The major differences seen in the two phosphoproteins have major implications for clinical research and future patient management. Past research reports that assessed expression of these markers in samples without special attention to fixation, including studies from our own group [11], may have reached erroneous conclusions [12-19]. One recent publication on p-Akt in relation to the clinical benefit of paclitaxel in the adjuvant treatment of breast cancer recognised the potential for loss of immunoreactivity because of variations in specimen fixation; an optimised antigen retrieval technique was stated to have been used, but its effectiveness was not reported [20]. False-negative results (when inconsistent fixation has occurred) or false-positive results (when systematic bias has resulted from consistently different fixation as alluded to above for window-of-opportunity studies) may both occur.
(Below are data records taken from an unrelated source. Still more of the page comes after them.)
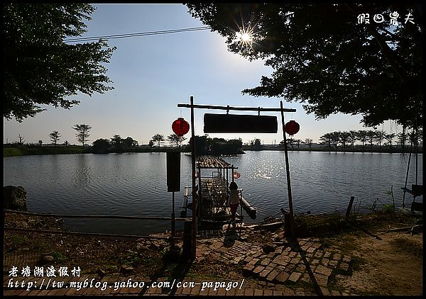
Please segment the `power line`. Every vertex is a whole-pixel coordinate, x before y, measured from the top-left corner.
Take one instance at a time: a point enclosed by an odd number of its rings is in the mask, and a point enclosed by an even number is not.
[[[168,33],[178,33],[181,32],[190,32],[190,31],[199,31],[210,29],[209,26],[204,26],[204,27],[192,27],[190,28],[182,28],[182,29],[172,29],[167,30],[161,30],[161,31],[148,31],[148,32],[141,32],[137,33],[126,33],[126,34],[116,34],[113,35],[103,35],[103,36],[93,36],[90,38],[73,38],[64,40],[65,43],[77,43],[77,42],[88,42],[90,40],[98,40],[99,39],[102,40],[109,40],[114,38],[134,38],[137,36],[146,36],[146,35],[156,35],[160,34],[168,34]]]

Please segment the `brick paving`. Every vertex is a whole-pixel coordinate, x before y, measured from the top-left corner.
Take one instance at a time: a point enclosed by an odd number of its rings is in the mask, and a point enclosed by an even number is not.
[[[197,239],[197,258],[195,263],[202,261],[210,255],[216,256],[221,262],[244,265],[243,276],[238,282],[229,280],[219,281],[217,278],[209,278],[201,281],[192,278],[185,278],[182,281],[166,281],[161,278],[155,281],[156,286],[148,286],[148,278],[141,276],[104,276],[97,274],[82,275],[81,277],[53,278],[58,281],[65,281],[62,288],[49,288],[40,286],[42,278],[25,277],[26,282],[31,281],[37,287],[26,290],[26,286],[9,283],[13,281],[23,279],[22,277],[9,277],[9,271],[4,275],[4,295],[348,295],[338,290],[329,289],[327,286],[329,278],[334,270],[339,273],[349,271],[351,257],[340,252],[329,252],[324,249],[319,239],[316,238],[298,239],[293,242],[282,239],[280,242],[271,245],[268,252],[262,247],[250,244],[244,241],[247,234],[244,232],[242,238],[235,237],[224,232],[204,232]],[[252,233],[252,232],[251,232]],[[276,239],[276,238],[275,238]],[[271,248],[272,247],[272,249]],[[258,281],[257,286],[253,283],[246,284],[243,279],[251,277]],[[129,281],[129,278],[131,278]],[[312,281],[312,279],[314,281]],[[78,289],[70,285],[70,281],[88,281],[87,287]],[[119,286],[116,282],[124,282]],[[131,283],[127,283],[128,281]],[[140,282],[144,282],[145,286],[141,288]],[[92,287],[90,282],[92,282]],[[207,285],[210,282],[210,285]],[[307,290],[307,288],[292,289],[292,286],[302,282],[310,283],[316,290]],[[116,283],[116,284],[114,284]],[[171,284],[174,287],[172,288]],[[180,284],[179,284],[180,283]],[[151,288],[149,286],[151,286]]]

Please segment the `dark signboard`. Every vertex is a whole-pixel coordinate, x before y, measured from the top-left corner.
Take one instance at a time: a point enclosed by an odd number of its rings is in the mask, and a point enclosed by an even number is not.
[[[276,133],[276,116],[204,114],[204,133]]]

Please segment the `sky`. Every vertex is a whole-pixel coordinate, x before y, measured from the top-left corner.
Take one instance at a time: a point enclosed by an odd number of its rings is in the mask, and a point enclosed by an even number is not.
[[[111,35],[149,31],[168,30],[205,26],[192,18],[182,4],[94,4],[97,8],[92,20],[86,21],[87,32],[82,37]],[[355,25],[356,20],[354,20]],[[4,118],[4,142],[13,142],[21,136],[26,143],[50,143],[49,134],[58,131],[59,143],[67,140],[79,144],[72,127],[87,124],[92,127],[89,143],[99,138],[110,139],[114,135],[131,137],[139,145],[147,144],[155,134],[165,138],[173,134],[173,122],[182,117],[190,123],[190,109],[178,108],[178,103],[215,106],[279,108],[296,109],[285,113],[285,122],[296,120],[300,125],[295,139],[318,142],[320,136],[333,131],[371,130],[360,123],[361,115],[337,113],[316,120],[307,114],[300,104],[288,103],[285,98],[253,97],[241,91],[260,85],[262,76],[269,76],[272,69],[261,60],[250,62],[228,51],[224,38],[209,30],[163,35],[110,39],[116,46],[107,75],[114,89],[92,96],[81,94],[81,103],[70,110],[45,106],[46,111],[18,123]],[[195,109],[196,135],[204,135],[204,113],[224,113],[224,111]],[[230,111],[230,113],[256,114]],[[242,138],[249,142],[259,138],[263,144],[278,144],[283,140],[280,114],[276,115],[277,133],[209,134],[211,137],[226,140]],[[388,132],[399,132],[394,123],[385,122],[378,128]],[[185,137],[190,140],[190,133]],[[166,143],[167,144],[167,143]]]

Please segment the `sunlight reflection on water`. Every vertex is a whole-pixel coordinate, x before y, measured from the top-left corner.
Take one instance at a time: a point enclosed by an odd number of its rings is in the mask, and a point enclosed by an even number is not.
[[[419,155],[420,182],[422,158]],[[247,152],[224,159],[239,168],[241,176],[236,181],[258,210],[256,220],[245,217],[244,221],[260,221],[288,208],[284,152]],[[399,154],[290,152],[289,159],[295,213],[343,210],[351,196],[366,204],[377,198],[389,201],[386,191],[391,185],[400,203],[407,159]],[[184,186],[191,184],[190,161],[190,156],[181,156],[177,215]],[[31,211],[170,216],[164,153],[12,157],[4,158],[4,185],[24,186]],[[414,184],[415,171],[410,167],[409,184]],[[170,230],[168,222],[158,221],[72,219],[65,223],[97,232],[144,235]]]

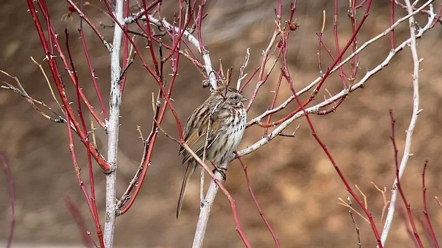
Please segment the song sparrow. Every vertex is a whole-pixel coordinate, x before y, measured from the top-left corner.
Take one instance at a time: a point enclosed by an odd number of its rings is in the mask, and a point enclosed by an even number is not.
[[[216,165],[225,163],[242,138],[247,121],[242,103],[247,100],[231,87],[218,87],[187,119],[183,136],[189,147],[202,158],[206,146],[206,161]],[[183,147],[180,149],[179,154],[183,156],[182,163],[187,163],[187,168],[181,186],[177,218],[189,180],[198,164]]]

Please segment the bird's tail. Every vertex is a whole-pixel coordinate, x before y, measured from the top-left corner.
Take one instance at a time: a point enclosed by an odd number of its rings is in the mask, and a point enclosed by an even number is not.
[[[180,192],[180,198],[178,198],[178,207],[177,207],[177,219],[180,216],[181,213],[181,207],[182,206],[182,200],[184,198],[184,194],[186,194],[186,189],[187,189],[187,184],[189,184],[189,180],[195,172],[196,169],[196,163],[189,162],[187,163],[187,168],[186,169],[186,174],[184,174],[184,178],[182,180],[182,185],[181,185],[181,192]]]

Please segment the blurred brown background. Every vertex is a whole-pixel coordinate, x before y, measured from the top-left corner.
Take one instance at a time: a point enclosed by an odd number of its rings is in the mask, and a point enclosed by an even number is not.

There are also implications for future clinical management: if any such labile markers emerge, as is anticipated, from current translational research efforts, stored routinely fixed tissues are unlikely to be valid for their measurement. Although guidelines for optimal fixation have been published [5], it is clear that these are not uniformly adhered to. This practice needs to be markedly improved to prepare for clinical application of future agents.

Conclusions

Immunohistochemical staining for ER, PgR, HER2 and Ki67 is similar between core-cuts and excision biopsies but is markedly reduced for p-Akt and p-Erk1/2 in routinely fixed excisions. This effect could lead to both false-negative and false-positive findings according to study design and should be considered both in study design and when interpreting published data.

Abbreviations

DAB: 3,3"-diaminobenzidine; ER: oestrogen receptor; FFPE: formalin-fixed paraffin-embedded, HER2: human epidermal growth factor receptor 2; HRP: horseradish peroxidase; IHC: immunohistochemistry; IMS: industrial methylated spirits; PGR: progesterone receptor; ASCO: American Society of Clinical Oncology; CAP: College of American Pathologists.

Competing interests

The authors declare that they have no competing interests.

Authors' contributions

IP coordinated sample collection, conducted immunohistochemical determination and scoring of markers Ki67, p-Akt and p-Erk1/2, acquired data on clinical-pathological parameters, conducted statistical analysis and interpretation of data for all markers and assisted in drafting the manuscript; FM selected eligible patients, collected samples in theatre and assisted in drafting the manuscript; MH sectioned tissue blocks and conducted immunohistochemical determination and scoring of markers ER, PgR and HER2; SD assisted in the immunohistochemical determination of phospho-markers; RA supervised the statistical analysis and assisted in drafting the manuscript; AN and PO supervised the histopathological processing of samples and contributed towards the histopathological discussions; JS provided training and supervision of the immunohistochemical tests; IS contributed to the design of the study and its interpretation; and MD conceived and designed the study, interpreted data and drafted the manuscript. All authors approved the final manuscript.